Generally speaking, when measures of either component or overall fit indicate mis-specification, researchers generally have two options: reject the model or make minor modifications. If a strict confirmatory approach is chosen, the model is rejected, but this option is not common as many consider it too inflexible (Jöreskog, 1993). The more flexible approach to dealing with mis-specified models is employing minor modifications, which often involves either the addition of model parameters or omission of measurement paths.
When using the popular method of introducing additional model parameters, the Modification Index (MI) can be used in the determination of which parameters in particular could be used in the improvement of overall chi-square (Bechger, Verstralen
& Verhelst, 2002) but researchers should keep in mind that the inclusion of supplementary parameters often results in having to perform post-hoc explanations as
to why additional parameters were not included in the first place (Ruxton &
Beauchamp, 2008).
On the other hand, the omission of paths in the measurement element of the model usually involves either the reduction of latent variable indicators with low factor loadings or the creation of a composite score using multiple indicators of a latent variable.

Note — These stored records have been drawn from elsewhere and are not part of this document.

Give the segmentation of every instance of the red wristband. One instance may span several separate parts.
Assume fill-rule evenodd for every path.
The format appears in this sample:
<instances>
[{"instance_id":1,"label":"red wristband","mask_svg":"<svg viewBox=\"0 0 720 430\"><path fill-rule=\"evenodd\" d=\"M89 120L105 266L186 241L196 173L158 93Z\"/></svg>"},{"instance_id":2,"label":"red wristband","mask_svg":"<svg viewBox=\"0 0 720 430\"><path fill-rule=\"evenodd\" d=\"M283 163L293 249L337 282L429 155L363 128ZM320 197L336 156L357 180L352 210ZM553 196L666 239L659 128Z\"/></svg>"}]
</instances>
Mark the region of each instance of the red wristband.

There are arguments supporting the idea that there is a loss of meaning for latent variables when indicators that represent important aspects of the variable are removed. However, Bollen and Lennox (1991) highlight the interchangeable nature of indicators of roughly equal reliabilities while pointing out that the composite indicators and latent variables are not equivalent to one another. An increasingly popular alternative to the above two options is testing a number of competing models and accepting the strongest and most appropriate model (Jöreskog, 1993). This model comparison approach was used in this piece of research and was based on the a priori development of a number of models. This approach was deemed most effective due to the other approaches being difficult in both practice and their ability to be replicated.